Doppelsieg für den SV Herschfeld

SV Herschfeld beim Team-Halbmarathon in Fulda

Beim 24. Fulda-Team-Halbmarathon stellte die Laufgruppe des SV Herschfeld eine starke Abordnung und glänzte mit Siegen bei den Frauen und Männern. Gleich drei Mannschaften des SV stellten sich der Herausforderung, auf der Halbmarathonstrecke mit je sieben bis zehn Teilnehmern zusammen zu laufen, wobei die Zielankunftszeit des jeweils siebten Läufers gewertet wurde. Sowohl die Männermannschaft (1:29:46 Stunden) wie auch das Frauenteam (1:55:06) triumphierten in glänzenden Zeiten.
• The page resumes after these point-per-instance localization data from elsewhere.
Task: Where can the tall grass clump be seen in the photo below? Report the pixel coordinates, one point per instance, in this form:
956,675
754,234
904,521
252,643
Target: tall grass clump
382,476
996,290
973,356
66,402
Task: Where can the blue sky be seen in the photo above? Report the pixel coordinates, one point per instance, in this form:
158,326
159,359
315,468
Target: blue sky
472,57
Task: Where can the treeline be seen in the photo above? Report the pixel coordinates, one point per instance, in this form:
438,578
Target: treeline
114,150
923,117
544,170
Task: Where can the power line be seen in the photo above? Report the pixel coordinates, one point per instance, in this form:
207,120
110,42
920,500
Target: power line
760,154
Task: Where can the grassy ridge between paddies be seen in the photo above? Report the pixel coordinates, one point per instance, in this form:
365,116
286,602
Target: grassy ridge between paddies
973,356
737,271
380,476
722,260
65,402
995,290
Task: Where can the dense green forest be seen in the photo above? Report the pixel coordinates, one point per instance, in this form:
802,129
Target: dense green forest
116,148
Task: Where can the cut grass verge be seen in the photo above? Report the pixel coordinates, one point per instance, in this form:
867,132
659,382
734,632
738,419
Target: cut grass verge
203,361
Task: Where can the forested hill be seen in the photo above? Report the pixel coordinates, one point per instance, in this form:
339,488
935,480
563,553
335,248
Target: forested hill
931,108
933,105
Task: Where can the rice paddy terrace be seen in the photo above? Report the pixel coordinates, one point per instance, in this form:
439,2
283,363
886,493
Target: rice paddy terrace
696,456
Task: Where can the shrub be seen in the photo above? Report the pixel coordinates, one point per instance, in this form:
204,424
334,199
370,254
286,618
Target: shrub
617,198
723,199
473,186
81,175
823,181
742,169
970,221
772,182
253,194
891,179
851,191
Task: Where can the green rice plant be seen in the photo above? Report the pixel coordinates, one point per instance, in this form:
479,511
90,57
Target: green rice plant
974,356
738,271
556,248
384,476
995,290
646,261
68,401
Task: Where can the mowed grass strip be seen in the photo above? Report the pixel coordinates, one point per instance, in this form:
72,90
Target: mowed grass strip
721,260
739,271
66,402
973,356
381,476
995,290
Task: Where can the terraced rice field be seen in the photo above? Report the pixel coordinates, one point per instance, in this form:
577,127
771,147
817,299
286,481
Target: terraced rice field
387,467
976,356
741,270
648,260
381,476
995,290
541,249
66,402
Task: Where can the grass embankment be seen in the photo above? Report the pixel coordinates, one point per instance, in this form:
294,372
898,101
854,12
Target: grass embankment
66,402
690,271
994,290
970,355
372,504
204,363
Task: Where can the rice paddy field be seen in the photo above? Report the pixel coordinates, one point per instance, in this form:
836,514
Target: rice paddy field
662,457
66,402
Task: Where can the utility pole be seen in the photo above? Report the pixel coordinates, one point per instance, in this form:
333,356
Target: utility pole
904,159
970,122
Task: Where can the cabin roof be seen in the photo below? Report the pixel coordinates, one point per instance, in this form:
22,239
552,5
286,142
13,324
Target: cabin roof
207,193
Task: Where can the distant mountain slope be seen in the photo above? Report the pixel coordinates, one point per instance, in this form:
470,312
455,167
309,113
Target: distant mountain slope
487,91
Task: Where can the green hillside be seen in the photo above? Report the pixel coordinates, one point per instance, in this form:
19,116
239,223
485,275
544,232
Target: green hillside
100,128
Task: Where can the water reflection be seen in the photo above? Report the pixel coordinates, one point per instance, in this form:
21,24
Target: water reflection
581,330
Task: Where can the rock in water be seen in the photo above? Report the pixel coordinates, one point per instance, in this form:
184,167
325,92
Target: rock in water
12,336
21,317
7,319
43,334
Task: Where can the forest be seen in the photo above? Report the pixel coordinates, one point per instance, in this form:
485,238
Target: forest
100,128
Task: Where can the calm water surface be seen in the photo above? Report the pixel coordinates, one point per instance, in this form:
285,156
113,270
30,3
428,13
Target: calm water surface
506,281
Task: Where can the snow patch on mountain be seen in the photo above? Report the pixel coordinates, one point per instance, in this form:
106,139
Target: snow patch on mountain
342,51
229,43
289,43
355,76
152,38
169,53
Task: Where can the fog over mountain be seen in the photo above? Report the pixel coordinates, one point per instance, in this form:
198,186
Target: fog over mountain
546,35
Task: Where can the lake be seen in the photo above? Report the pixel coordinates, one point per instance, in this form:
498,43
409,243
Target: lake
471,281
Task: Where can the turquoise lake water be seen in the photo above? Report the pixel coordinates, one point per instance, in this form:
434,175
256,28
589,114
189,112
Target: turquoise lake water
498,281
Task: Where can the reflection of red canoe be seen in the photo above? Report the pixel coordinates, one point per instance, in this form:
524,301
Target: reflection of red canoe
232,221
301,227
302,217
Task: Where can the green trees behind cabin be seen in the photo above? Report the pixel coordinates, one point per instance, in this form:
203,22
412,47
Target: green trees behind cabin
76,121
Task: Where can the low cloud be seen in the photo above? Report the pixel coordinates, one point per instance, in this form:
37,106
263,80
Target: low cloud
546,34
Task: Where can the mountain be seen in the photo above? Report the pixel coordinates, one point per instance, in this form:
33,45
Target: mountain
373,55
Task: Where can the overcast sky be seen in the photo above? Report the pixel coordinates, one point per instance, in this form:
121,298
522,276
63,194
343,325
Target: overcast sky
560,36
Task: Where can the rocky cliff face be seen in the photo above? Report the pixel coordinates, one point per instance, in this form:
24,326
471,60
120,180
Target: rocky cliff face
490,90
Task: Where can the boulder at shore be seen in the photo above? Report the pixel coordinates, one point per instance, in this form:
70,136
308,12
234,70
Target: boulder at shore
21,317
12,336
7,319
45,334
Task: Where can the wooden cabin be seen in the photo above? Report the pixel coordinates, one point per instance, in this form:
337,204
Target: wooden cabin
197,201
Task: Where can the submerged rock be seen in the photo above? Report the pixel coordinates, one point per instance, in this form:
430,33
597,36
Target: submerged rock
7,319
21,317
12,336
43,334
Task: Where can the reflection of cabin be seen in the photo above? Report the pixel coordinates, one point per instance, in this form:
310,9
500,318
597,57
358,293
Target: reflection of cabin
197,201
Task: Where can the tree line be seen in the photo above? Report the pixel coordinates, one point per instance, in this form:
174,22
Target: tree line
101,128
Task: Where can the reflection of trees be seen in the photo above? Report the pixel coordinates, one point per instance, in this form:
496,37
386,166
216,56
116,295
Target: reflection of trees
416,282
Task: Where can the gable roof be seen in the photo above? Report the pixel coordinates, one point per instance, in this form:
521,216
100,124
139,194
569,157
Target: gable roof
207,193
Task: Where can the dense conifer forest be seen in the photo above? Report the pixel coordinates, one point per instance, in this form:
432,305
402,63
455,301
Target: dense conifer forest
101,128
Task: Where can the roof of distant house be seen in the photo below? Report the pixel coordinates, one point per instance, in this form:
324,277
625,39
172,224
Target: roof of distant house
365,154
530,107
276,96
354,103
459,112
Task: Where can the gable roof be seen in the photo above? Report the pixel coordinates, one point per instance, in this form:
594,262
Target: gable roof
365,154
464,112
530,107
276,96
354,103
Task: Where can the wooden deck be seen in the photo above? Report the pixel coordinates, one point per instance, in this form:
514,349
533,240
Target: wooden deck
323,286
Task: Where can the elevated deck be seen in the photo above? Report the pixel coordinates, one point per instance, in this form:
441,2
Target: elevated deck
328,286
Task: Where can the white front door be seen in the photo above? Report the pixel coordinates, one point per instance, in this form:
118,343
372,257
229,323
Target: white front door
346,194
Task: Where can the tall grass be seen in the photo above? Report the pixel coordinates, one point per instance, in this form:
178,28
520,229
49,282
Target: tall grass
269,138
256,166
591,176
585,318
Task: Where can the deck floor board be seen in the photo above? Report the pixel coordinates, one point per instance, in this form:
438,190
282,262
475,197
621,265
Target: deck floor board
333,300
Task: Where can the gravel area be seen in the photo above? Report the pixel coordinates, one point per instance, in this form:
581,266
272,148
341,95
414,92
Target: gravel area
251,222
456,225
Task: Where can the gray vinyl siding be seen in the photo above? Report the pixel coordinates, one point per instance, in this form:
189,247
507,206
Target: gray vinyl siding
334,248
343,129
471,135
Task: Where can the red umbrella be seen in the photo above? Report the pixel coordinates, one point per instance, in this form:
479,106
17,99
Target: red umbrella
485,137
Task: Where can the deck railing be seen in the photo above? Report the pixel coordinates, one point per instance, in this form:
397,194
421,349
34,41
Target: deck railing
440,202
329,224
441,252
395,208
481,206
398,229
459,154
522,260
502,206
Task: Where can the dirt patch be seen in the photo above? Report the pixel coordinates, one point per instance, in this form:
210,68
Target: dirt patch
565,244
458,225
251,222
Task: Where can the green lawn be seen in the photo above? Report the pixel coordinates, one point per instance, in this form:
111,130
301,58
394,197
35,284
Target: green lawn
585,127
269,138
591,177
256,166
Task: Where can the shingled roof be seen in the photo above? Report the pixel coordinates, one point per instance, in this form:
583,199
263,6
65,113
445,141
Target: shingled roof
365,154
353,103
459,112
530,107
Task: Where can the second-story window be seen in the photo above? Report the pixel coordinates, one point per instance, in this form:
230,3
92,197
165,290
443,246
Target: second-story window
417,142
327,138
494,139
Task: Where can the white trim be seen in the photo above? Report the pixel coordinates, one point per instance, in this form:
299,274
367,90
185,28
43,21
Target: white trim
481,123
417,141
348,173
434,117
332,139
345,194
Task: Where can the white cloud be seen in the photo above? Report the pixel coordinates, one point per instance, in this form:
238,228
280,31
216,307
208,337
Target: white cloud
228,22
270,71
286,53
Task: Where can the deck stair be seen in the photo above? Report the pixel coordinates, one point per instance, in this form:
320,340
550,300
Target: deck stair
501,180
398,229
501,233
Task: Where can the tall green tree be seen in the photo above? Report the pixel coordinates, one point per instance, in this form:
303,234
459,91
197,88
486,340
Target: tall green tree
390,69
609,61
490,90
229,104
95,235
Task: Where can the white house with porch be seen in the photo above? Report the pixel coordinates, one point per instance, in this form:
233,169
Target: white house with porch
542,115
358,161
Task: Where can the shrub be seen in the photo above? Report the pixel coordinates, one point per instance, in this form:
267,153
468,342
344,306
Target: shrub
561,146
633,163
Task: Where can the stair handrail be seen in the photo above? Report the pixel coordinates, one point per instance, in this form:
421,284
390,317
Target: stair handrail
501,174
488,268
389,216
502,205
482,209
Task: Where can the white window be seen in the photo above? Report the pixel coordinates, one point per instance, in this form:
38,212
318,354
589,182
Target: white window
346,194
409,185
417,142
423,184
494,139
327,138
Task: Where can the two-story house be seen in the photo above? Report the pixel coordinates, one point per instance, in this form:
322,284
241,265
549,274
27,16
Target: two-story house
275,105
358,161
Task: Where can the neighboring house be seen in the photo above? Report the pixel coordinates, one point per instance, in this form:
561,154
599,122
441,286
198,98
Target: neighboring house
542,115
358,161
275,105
Das gemeinsame Training im Vorfeld hatte sich auf der anspruchsvollen Strecke ausgezahlt. Die zweite Männermannschaft errang in 1:42:00 Stunden Platz fünf.

Nach dem Start im Stadion ging es durch die historische Altstadt mit dem Wahrzeichen der Stadt, dem Dom, durch den Schlossgarten und auf einer großen Schleife entlang des Fulda-Flusses zurück in Richtung Stadion, wo schon bald die mächtig Stimmung verbreitende Marathon-Musikband zu hören war. Aber erst nach der Umrundung des Aue-Weihers war die Halbmarathon-Distanz geschafft.

Trainer Albrecht Wilm fand lobende Worte für seine Läuferinnen und Läufer: „Ich bin stolz auf euch.“ Bei den Frauen gab es gleich am Anfang eine Schrecksekunde. Eine Läuferin bekam nach einem Kilometer einen Wadenkrampf. Dank einer „Blitzmassage“ von einer Teamkollegin konnte sie durchlaufen, die geforderten sieben gewerteten Läuferinnen kamen strahlend, aber auch sichtlich erschöpft ins Ziel.

Bei den Männern war es bis zum Schluss sehr spannend. Mit dem zweitplatzierten Team liefen die Herschfelder bis kurz vor dem Stadion eng beieinander. Erst auf den letzten Kilometern setzten sie sich vom Lokalmatadoren, dem Tri-Force-Team Fulda, ab und kamen mit 47 Sekunden Vorsprung ins Ziel.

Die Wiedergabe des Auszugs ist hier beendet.